I need to live forever —
Not like the mythic Greek gods
But rather their crude etchings
Pin pricks of any three stars
Form Orion’s belt —
While he may have passed to mist
His name lives on in the sky.
So this verse I write
Will be forgotten next morn
Read by only few
But etched on the electrons
Lighting the vast world online.
Tomorrow my mind
May go SPICK! SPACK! SPLUT! Flatlined
In a cruel second.
A body far too mortal;
Verses typed in electric stars.
Maybe, just maybe
In a far flung future time
A young archivist
Will sift through forgotten words
And discover our attempts.
Then we live again.
Voices of the long dead past;
Our second coming!
Resurrected past our graves,
You and I, now immortal.
NOTE: I really expected that haiku to be the last poem for a while. Well… this one got to me just a few minutes ago. Thought it would be a nice coda. It really was what was driving me forward through the whole NaPoWriMo thing. Death is always on my mind… moreso nowadays. Recently, I’ve have to visit my wife’s uncle, the victim of a stroke, in a hospital quite often lately. I know that few people, relatively, are reading my poems. (Though for those of you who did drop by, thank you very much!) But…

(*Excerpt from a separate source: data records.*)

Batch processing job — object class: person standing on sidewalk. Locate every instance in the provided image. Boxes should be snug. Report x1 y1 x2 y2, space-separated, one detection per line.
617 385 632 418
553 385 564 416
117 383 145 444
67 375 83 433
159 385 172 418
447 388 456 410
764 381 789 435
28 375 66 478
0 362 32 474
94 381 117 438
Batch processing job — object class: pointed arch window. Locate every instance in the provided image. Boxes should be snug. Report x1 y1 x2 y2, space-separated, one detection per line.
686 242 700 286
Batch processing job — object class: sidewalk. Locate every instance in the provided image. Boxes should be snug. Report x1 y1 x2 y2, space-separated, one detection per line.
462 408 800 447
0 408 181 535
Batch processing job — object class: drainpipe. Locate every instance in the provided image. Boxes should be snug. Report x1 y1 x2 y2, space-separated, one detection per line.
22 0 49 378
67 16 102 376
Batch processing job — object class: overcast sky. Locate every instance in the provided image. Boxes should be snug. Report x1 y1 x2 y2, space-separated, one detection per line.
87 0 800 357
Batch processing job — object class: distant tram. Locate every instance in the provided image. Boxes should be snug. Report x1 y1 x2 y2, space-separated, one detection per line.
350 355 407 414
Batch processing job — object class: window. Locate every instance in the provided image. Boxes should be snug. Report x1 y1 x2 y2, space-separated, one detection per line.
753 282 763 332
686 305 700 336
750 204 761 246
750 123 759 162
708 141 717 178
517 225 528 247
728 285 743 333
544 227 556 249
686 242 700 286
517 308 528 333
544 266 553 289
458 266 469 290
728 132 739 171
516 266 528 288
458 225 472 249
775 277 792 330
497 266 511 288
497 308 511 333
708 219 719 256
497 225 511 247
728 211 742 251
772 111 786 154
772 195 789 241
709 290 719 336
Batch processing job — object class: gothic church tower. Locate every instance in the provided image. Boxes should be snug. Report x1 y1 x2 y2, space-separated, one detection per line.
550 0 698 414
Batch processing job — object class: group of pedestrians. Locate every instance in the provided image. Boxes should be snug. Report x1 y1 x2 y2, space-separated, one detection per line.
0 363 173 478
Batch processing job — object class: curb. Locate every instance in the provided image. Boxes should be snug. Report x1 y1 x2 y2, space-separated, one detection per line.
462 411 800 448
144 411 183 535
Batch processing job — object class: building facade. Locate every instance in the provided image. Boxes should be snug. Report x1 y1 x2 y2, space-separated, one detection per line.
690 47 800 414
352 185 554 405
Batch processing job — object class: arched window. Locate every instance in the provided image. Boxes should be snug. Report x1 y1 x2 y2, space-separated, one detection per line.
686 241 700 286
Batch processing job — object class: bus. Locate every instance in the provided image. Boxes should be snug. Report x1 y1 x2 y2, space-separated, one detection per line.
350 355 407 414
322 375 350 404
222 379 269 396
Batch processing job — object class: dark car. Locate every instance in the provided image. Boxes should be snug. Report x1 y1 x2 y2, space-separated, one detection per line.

Well, it was like those cavemen who drew out their daily lives on the walls of a cave. We’ll never know who they are, of if they were the greatest artists of their day. But they provided a very valuable service. Without them, we have no idea what life was like when they were around. Maybe no one will ever know my name. Or yours. But I think one of the great things I discovered — not just through my poetry, but through reading others’ — is that what we’re doing is providing a glimpse into our lives that can’t be fully captured in photographs or prose or newspaper articles.
Poetry is us. This is what’s in our hearts. And maybe, just maybe, one of these days some researcher wants to reconstruct life in the 20th and 21st century. And maybe he reads one of our poems and he thinks, “Hmmm… this is quite an insight! Everything we knew about 2013 was wrong!” Maybe he’ll only know me as a guy who photographs himself in a wrestling mask. Or perhaps he only knows you as an icon of a deer that the thought was a rockstar in a black bandana.
What’s important, in the end, is that we wrote it. We wrote us.
Thank you to everyone who wrote poems this last month.